What is your vision for the future and/or what would you most like to see improved in LibreOffice?
My vision for this project is to make the code more modular; extracting more code into mdds, orcus etc to offload code maintenance, and more unit test coverage to improve the quality of the binary that we release. Of course, I can’t forget about making Calc run a lot speedier in all areas. But to achieve that goal we need to make lots of changes in lots of areas.
I would also like to someday spend some serious time tinkering with and understanding the drawing layer code. For now, I only know just a little, barely enough to get by. But some day that level of knowledge won’t be enough to carry out large scale refactoring or re-architecting of Calc’s drawing layer, which relies in large part on the common drawing layer code that all apps depend on. So, I’d like us to improve that situation one day.
The chart code is another beast that we don’t have an intimate knowledge of. Several of us have spent some time in that code, including myself, but the code still feels “foreign”. I’d like to see that changed.
Also, we really need to do something about the poor performance of ods and xlsx imports. But this is a difficult problem to solve, and while I have some ideas to improve the load performance, it’s for the long-term rather than short-term. I have some prototype ideas in orcus. The challenge is to figure out how to materialize those ideas to make them happen in LibreOffice proper. That won’t be easy, but we have to move in that direction some day.
Lastly, I’d really like to refactor Calc’s core cell storage to take advantage of newer CPU’s vectorization support, take advantage of GPU, or perhaps allow some super computer cluster to be plugged in to massively speed up formula calculations. Achieving that will be a major architectural challenge, but it’s a very interesting one.
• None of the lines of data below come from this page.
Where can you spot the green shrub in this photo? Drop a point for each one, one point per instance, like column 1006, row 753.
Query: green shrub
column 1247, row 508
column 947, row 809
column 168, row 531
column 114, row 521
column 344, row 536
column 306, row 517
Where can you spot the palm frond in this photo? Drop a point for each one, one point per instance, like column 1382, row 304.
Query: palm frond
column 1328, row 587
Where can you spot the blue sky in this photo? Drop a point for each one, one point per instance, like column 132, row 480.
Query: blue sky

What advise would you give new developers to make their first LibreOffice hacking steps easier?
Get a good idea of what you want to accomplish with this project, and if possible, try to establish a main area of interest, and keep forging ahead.
Anything else interesting you get up to when not hacking?
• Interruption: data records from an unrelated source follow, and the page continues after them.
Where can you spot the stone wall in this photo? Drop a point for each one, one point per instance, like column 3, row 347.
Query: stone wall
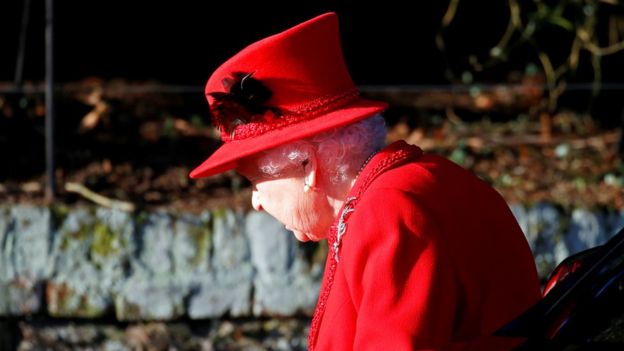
column 97, row 262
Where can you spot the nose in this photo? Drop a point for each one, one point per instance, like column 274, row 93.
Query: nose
column 255, row 200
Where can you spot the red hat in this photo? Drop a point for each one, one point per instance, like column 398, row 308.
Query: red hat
column 282, row 88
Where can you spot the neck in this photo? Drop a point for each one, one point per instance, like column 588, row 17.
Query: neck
column 338, row 197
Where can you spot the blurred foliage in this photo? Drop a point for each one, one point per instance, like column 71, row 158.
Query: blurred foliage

Not much, actually. I tend to spend a lot of time researching the latest on clean energy development. Too bad I can’t do much about it myself and I can only get to learn what awesome stuff other people have been doing in that area. But I do believe that we have a global-scale energy crisis, and I really appreciate those who are trying to solve this very hard problem. Meanwhile, I do my part by trying to make the application run faster which will consume less CPU power which will in turn draw less electricity and generate less excess heat.
Thanks a lot for your answers and time. We look forward to more of your great code in our favorite office suite.